# Geometric distribution "extended"

Posted on January 26, 2011 by phimuemue

Everyone knows the geometric distribution, which is used to model "waiting for the first success". Here, we consider another experiment: We have a Bernoulli random variable with success probability $$p$$ and $$q=1-p$$ and we count the number of Bernoulli trials until we have $$n$$ successive successes (note that $$n=1$$ is the special case that corresponds to the usual geometric distribution). More precisely, we are interested in the expected number of trials until $$n$$ successive successes. First of all, let us note that it does not suffice to combine each $$n$$ trials into one and wait until one of these $$n$$-simple-trials-combos succeeds in all $$n$$ trials. This is because the $$n$$ successive trials may overlap from one of those combos into another.

So let us look how the experiment works: Let's say we have $$n+1$$ states (numbered $$n$$ down to 0). We start our experiment in state $$n$$, from which we proceed with probability $$p$$ to state $$n-1$$ and we stay with probability $$q=1-p$$ in state $$n$$. To be more general, if we are in state $$i$$, we proceed to state $$i-1$$ with probability $$p$$ and come back to state $$n$$ with probability $$p$$:

Now we are going to compute the expected number of trials we need until we reach state 0 (if we start at state n). Therefore, we employ the following formula involving conditional expectation:

$$E(x)=\sum_{i=0}^l E(x|A_i) \cdot P(A_i)$$

Then, we continue like follows: If we are in state $$i$$ we can in the next step be either in state $$n$$ (the initial state) or in state $$i-1$$.

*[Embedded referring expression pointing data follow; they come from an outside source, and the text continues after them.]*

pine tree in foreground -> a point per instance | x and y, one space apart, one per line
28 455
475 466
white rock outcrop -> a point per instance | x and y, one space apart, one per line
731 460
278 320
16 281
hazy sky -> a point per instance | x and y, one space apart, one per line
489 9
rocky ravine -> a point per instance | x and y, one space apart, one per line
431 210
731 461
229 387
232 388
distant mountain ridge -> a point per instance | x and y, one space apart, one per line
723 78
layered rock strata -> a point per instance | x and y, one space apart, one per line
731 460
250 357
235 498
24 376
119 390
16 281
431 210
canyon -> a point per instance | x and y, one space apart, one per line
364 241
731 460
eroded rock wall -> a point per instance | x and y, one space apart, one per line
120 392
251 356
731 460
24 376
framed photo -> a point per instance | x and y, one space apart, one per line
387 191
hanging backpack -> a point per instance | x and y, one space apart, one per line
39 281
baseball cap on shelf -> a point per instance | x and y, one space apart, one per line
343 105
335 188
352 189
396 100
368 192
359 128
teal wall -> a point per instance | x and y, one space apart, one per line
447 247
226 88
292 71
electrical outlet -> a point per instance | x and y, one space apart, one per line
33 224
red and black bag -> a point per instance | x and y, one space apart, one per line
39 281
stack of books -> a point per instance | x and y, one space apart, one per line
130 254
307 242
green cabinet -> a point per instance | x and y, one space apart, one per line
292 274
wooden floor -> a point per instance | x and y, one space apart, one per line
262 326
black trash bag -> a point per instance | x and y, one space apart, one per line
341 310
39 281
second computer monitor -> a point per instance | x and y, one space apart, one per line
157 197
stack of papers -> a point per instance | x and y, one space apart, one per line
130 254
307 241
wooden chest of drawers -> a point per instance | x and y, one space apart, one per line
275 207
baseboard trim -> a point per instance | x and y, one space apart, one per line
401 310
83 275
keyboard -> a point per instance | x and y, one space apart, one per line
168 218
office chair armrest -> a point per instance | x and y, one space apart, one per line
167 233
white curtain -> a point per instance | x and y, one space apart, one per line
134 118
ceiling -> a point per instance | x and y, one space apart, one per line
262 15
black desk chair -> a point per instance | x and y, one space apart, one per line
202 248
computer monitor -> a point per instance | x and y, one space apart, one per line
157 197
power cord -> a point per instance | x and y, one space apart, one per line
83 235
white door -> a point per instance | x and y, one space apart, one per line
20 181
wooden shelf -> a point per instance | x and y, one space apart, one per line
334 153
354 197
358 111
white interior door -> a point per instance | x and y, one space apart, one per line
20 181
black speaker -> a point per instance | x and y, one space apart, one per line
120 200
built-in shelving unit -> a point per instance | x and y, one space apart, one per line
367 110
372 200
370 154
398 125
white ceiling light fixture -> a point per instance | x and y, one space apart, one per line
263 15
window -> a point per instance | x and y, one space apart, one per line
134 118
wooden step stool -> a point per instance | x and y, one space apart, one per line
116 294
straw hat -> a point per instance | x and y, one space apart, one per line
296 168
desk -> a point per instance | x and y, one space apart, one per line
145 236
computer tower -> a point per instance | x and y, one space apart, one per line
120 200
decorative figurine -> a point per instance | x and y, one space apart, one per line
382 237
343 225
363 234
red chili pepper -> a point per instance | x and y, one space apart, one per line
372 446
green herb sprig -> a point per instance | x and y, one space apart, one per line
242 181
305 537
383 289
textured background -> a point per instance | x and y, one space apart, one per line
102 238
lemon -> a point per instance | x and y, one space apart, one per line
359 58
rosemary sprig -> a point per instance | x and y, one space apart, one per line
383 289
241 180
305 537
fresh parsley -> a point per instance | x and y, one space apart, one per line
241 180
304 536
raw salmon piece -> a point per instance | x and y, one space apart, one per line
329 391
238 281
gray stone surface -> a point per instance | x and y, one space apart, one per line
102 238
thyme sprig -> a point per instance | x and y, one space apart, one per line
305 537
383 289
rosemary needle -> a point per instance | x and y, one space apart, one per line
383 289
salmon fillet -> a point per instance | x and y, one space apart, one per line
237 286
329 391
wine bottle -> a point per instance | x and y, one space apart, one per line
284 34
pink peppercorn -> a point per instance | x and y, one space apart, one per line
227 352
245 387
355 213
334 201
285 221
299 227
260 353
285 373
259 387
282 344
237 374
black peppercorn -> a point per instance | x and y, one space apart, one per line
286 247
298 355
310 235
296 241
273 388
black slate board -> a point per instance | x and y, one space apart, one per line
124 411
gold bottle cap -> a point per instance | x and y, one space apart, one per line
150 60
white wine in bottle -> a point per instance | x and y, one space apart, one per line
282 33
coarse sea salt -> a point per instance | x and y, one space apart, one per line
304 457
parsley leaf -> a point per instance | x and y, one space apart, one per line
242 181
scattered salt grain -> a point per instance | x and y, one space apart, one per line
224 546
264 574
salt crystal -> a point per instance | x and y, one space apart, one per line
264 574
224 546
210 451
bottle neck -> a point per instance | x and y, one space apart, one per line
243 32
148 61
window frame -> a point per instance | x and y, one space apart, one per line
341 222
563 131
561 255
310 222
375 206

We denote the expected number of moves if we are currently in state $$i$$ by $$E_i(x)$$ or simply $$E_i$$. Remember that $$q=1-p$$

Now we conclude $$E_i = p\cdot(1+E_{i-1})+q\cdot (1+E_n)=1+p\cdot E_{i-1} + q\cdot E_n$$, from which we obtain that. So we have a recursive equation. The base case is $$E_0=0$$, since we do not need any additional trials if we have reached state 0 already.

Then, we prove via induction that (for $$i>0$$) we have $$E_i=1+\sum_{j=1}^{i-1}p^j + q\cdot E_n\cdot\sum_{j=0}^{i-1}p^j$$.

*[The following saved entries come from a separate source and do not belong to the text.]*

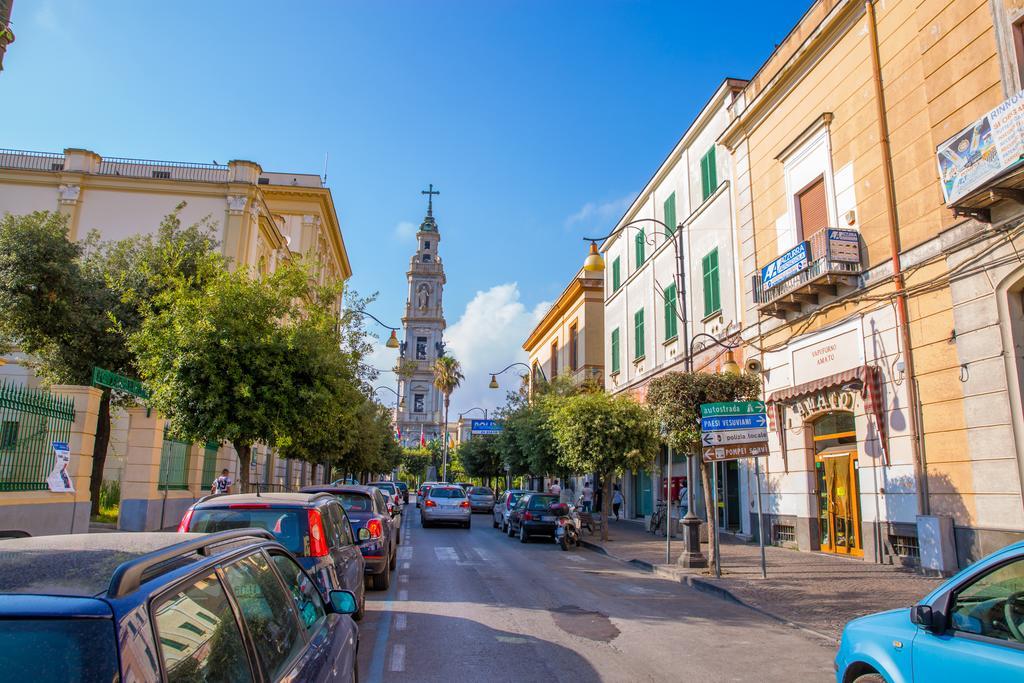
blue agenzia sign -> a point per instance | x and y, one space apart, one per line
786 265
485 427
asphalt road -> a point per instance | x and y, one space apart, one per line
476 605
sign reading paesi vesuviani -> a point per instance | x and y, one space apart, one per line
786 265
983 150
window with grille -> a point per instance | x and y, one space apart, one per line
812 209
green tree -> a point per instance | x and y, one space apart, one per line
676 399
233 360
448 377
597 432
71 304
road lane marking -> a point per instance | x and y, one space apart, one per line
445 553
398 657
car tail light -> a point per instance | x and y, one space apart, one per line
376 528
183 526
317 539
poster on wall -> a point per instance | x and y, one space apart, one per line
989 145
58 479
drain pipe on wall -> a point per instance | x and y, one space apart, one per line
920 469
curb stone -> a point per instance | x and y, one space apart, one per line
708 588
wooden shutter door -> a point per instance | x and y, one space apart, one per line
812 208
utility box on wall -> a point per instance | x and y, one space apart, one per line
938 547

The base case $$i=0$$ can be seen immediately. For $$i>1$$ it can be seen the following way:

$$E_1 \stackrel{Def.}{=} 1+p\cdot E_{i-1}+q\cdot E_n = \\ \stackrel{Ind.hyp.}{=} 1+p\cdot(1+\sum_{j=1}^{i-2}p^j + q\cdot E_n\cdot \sum_{j=0}^{i-2}p^j) + q\cdot E_n = \\ = 1+p+\sum_{j=1}^{i-1}p^j+q\cdot E_n\cdot\sum_{j=1}^{i-1}p^j + q E_n =\\ = 1+ \sum_{j=1}^{i-1}p^j + q\cdot E_n\cdot\sum_{j=0}^{i-1}p^j$$

This concludes the induction. We can furthermore simplify the result as follows:

$$E_i=1+\frac{p^i-p}{p-1}+E_n\cdot(1-p^i)$$

Remember that we are especially interested in $$E_n$$, the expected number of trials until $$n$$ successive successes. Thus, we compute $$E_n=1+\frac{p^n-p}{p-1}+E_n\cdot(1-p^n)$$, from which we resolve that $$E_n=\frac{p^n-1}{p^{n+1}-p^n}$$.

As mentioned above, the special case $$n=1$$ yields $$E_1=\frac{p-1}{p^2-p}=\frac{1}{p}$$, which logically corresponds with the expected number of turns for a simple geometric distribution.

The following figure shows how the expected number of trials evolves for different values of $$p$$. You see that the expected number grows exponentially with $$n$$. The greater $$p$$, the slower the curve grows.